On examination, it will be found that the people, in forming their constitution, meant to make the judges as independent of the Legislature as of the Executive. Because the duties which they have to perform, call upon them to expound not only the laws, but the constitution also; in which is involved the power of checking the Legislature in case it should pass any laws in violation of the constitution. For this reason it was more important that the judges in this country should be placed beyond the control of the Legislature, than in other countries where no such power attaches to them.

The constitution says: "The Judicial power of the United States shall be vested in one Supreme Court, and in such inferior courts as the Congress may, from time to time, ordain and establish. The judges, both of the Supreme and inferior courts, shall hold their offices during good behavior, and shall, at stated times, receive for their services a compensation, which shall not be diminished during their continuance in office."
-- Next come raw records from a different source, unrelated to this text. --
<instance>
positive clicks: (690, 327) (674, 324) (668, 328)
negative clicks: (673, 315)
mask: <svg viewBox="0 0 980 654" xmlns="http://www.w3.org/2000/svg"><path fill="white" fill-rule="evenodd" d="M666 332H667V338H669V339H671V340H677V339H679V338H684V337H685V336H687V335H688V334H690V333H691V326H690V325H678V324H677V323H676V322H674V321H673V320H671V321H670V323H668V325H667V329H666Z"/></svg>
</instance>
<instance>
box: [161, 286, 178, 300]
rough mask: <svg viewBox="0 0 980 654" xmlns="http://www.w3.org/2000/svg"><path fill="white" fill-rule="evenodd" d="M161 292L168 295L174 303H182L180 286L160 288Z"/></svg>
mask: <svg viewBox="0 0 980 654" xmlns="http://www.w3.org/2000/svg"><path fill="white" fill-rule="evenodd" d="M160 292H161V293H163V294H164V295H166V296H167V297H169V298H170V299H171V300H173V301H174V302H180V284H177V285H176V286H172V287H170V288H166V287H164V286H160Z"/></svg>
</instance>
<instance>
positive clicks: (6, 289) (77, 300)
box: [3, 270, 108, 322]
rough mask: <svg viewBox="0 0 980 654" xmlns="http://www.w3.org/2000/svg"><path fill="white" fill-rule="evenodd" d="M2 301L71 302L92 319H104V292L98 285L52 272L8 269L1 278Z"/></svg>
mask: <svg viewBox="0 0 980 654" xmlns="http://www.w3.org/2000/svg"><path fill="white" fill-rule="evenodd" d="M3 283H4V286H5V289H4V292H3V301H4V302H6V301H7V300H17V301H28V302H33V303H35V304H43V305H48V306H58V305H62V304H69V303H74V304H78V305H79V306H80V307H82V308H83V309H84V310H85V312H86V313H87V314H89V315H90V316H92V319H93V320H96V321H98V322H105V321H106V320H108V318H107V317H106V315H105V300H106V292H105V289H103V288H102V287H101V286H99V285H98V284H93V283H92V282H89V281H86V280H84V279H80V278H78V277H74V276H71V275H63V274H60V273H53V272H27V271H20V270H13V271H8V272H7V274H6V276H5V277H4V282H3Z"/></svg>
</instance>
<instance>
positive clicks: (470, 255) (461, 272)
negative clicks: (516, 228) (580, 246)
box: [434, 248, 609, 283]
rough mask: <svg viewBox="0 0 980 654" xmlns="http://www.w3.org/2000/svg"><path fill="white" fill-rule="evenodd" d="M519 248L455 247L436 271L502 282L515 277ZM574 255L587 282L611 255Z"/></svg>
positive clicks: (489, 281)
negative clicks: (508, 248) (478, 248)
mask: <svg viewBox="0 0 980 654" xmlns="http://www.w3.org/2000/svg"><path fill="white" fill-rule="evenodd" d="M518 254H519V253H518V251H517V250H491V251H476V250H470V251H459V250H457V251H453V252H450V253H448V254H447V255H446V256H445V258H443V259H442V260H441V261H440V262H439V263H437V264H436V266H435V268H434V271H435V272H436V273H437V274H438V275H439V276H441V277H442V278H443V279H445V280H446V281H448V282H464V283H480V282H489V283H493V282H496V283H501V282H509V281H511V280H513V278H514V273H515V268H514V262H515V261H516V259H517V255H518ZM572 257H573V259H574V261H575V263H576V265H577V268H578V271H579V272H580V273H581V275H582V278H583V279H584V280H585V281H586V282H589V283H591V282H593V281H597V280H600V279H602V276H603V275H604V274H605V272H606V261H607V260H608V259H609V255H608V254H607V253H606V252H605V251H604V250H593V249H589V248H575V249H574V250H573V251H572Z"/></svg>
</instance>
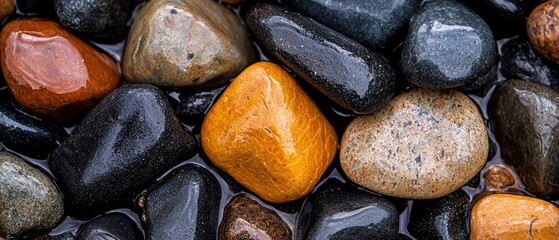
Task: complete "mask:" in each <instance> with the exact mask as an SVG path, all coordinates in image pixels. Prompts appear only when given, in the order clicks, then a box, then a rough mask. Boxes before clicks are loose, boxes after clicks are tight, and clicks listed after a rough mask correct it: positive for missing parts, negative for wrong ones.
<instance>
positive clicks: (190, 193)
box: [145, 164, 221, 240]
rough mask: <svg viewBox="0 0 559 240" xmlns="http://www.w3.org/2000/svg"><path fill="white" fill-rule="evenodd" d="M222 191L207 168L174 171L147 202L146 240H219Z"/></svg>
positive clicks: (150, 196)
mask: <svg viewBox="0 0 559 240" xmlns="http://www.w3.org/2000/svg"><path fill="white" fill-rule="evenodd" d="M220 199H221V188H220V186H219V182H218V181H217V179H216V178H215V177H214V176H213V175H212V174H211V173H210V172H209V171H208V170H206V169H205V168H203V167H201V166H199V165H194V164H186V165H184V166H181V167H179V168H177V169H175V170H173V171H172V172H171V173H170V174H169V175H168V176H166V177H165V179H164V180H163V181H162V182H161V183H160V184H159V185H158V186H157V187H155V188H154V189H153V190H151V191H150V192H149V193H148V195H147V197H146V201H145V204H146V205H145V212H146V217H147V218H146V219H147V222H146V239H154V240H155V239H177V240H179V239H181V240H182V239H217V233H218V232H217V231H218V230H217V227H218V218H219V206H220Z"/></svg>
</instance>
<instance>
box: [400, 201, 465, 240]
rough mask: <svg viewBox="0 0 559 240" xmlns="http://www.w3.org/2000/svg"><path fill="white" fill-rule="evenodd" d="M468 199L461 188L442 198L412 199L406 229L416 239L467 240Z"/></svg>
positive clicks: (430, 239)
mask: <svg viewBox="0 0 559 240" xmlns="http://www.w3.org/2000/svg"><path fill="white" fill-rule="evenodd" d="M469 201H470V197H468V195H467V194H466V193H465V192H463V191H461V190H458V191H456V192H454V193H452V194H450V195H448V196H444V197H442V198H437V199H433V200H423V201H414V202H413V206H412V210H411V216H410V222H409V223H408V230H409V231H410V233H411V234H412V235H413V236H414V237H416V238H417V239H418V240H423V239H425V240H437V239H440V240H447V239H452V240H467V239H468V228H467V224H468V211H469V210H470V203H469Z"/></svg>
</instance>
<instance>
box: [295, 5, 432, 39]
mask: <svg viewBox="0 0 559 240" xmlns="http://www.w3.org/2000/svg"><path fill="white" fill-rule="evenodd" d="M284 3H286V4H288V5H289V6H291V7H292V8H293V9H294V10H295V11H297V12H300V13H301V14H303V15H306V16H308V17H310V18H312V19H314V20H316V21H318V22H320V23H322V24H324V25H325V26H327V27H329V28H332V29H334V30H336V31H338V32H340V33H342V34H344V35H346V36H348V37H349V38H351V39H354V40H356V41H357V42H359V43H361V44H363V45H364V46H366V47H368V48H370V49H377V50H381V49H384V48H385V47H387V46H394V45H395V44H397V43H398V42H400V41H399V40H398V39H397V38H396V37H397V36H399V35H401V33H402V32H403V31H404V30H405V29H406V28H407V27H408V23H409V20H410V18H411V17H412V16H413V14H414V13H415V12H416V11H417V9H418V8H419V4H420V3H421V0H314V1H309V0H287V1H284Z"/></svg>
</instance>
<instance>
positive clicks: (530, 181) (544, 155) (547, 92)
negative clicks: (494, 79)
mask: <svg viewBox="0 0 559 240" xmlns="http://www.w3.org/2000/svg"><path fill="white" fill-rule="evenodd" d="M489 116H490V119H491V125H492V126H493V130H494V132H495V136H496V137H497V140H498V141H499V143H500V145H501V154H502V157H503V160H504V161H505V162H506V163H508V164H510V165H512V166H513V167H514V169H515V170H516V172H517V173H518V176H519V177H520V179H521V180H522V183H524V186H525V187H526V190H527V191H529V192H530V193H533V194H535V195H536V196H538V197H542V198H545V197H551V198H555V197H557V196H559V92H557V91H555V90H554V89H552V88H550V87H547V86H544V85H541V84H537V83H532V82H528V81H522V80H509V81H507V82H506V83H505V84H504V85H503V86H501V87H500V88H499V89H498V90H497V91H496V92H495V94H494V95H493V96H492V98H491V101H490V102H489Z"/></svg>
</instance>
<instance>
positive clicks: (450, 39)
mask: <svg viewBox="0 0 559 240" xmlns="http://www.w3.org/2000/svg"><path fill="white" fill-rule="evenodd" d="M496 50H497V49H496V44H495V39H494V38H493V35H492V33H491V30H490V29H489V26H487V24H486V23H485V22H484V21H483V20H482V19H481V17H479V16H478V15H477V14H475V13H474V12H473V11H472V10H470V9H468V8H467V7H465V6H464V5H462V4H460V3H458V2H454V1H451V0H430V1H426V2H425V3H423V4H422V6H421V8H420V10H419V12H418V13H417V14H416V15H415V16H414V17H413V18H412V19H411V21H410V29H409V31H408V35H407V36H406V41H405V42H404V45H403V49H402V72H403V75H404V77H405V79H406V80H407V81H409V82H410V83H413V84H415V85H417V86H420V87H425V88H431V89H445V88H454V87H460V86H463V85H468V84H470V83H472V82H474V81H475V80H477V79H478V78H479V77H481V76H484V75H486V74H487V73H488V72H489V71H490V69H491V67H493V66H494V64H495V62H496V61H497V55H496V54H497V51H496Z"/></svg>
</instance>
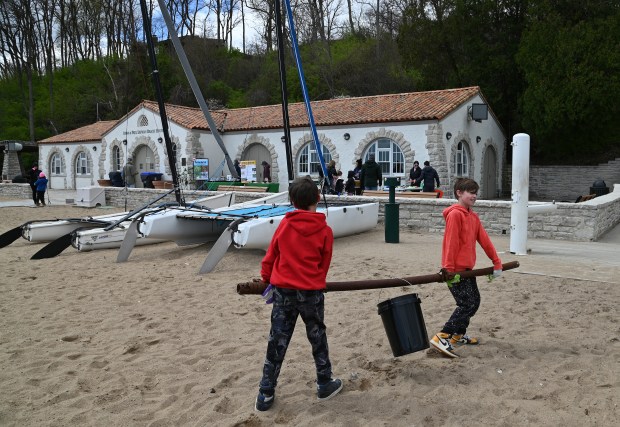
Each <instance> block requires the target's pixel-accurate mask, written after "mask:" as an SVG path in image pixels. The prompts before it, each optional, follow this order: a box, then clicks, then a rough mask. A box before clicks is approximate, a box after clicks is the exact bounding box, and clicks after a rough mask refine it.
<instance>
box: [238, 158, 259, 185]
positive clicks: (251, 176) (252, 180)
mask: <svg viewBox="0 0 620 427" xmlns="http://www.w3.org/2000/svg"><path fill="white" fill-rule="evenodd" d="M239 166H241V181H249V182H256V160H242V161H240V162H239Z"/></svg>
Thus it says, "the judges shall hold their offices during good behavior." How can this direction of the constitution be complied with, if the Legislature shall, from session to session, repeal the law under which the office is held, and remove the office? He did not conceive that any words, which human ingenuity could devise, could more completely get over the remarks that had been made by the gentleman from Kentucky. But that gentleman says, that this provision of the constitution applies exclusively to the President. He considers it as made to supersede the powers of the President to remove the judges. But could this have been the contemplation of the framers of the constitution, when even the right of the President to remove officers at pleasure, was a matter of great doubt, and had divided in opinion our most enlightened citizens. Not that he stated this circumstance because he had doubts. He thought the President ought to have the right; but it did not emanate from the constitution; was not expressly found in the constitution, but sprang from Legislative construction.

Besides, if Congress have the right to repeal the whole of the law, they must possess the right to repeal a section of it. If so, they may repeal the law so far as it applies to a particular district, and thus get rid of an obnoxious judge. They may remove his office from him. Would it not be absurd still to say, that the removed judge held his office during good behavior?

The constitution says: "The judges shall, at stated times, receive for their services a compensation, which shall not be diminished during their continuance in office." Why this provision? Why guard against the power to deprive the judges of their pay in a diminution of it, and not provide against what was more important, their existence?

Still, if the gentlemen would not agree with him as to the unconstitutionality of the measure proposed, he would ask, was it expedient? Were there not great doubts existing throughout the United States? Ought not each gentleman to say, though I may have no doubts or hesitancy, are not a large portion of our citizens of opinion that it would violate the constitution? If this diversity of sentiment exists, ought not the evils under the judiciary law to be very great before we touch it? Ought we not to aim at harmonizing, instead of dividing our citizens? Was not the constitution a sacred instrument; an instrument ever to be approached with reverence; an instrument which ought not lightly to be drawn from its hallowed retreat, and subjected to the flux and reflux of passion? But where is the evil complained of? This system was established only last session; scarcely had it been yet originated; scarcely had we tried it on its very threshold; where then the necessity of being so pointed, as to destroy a system scarcely formed three days ago? Does not this manifest precipitation? Will it not manifest more magnanimity, more rationality, to abide by it until we try it; instead of taking up a pen and dashing it out of existence?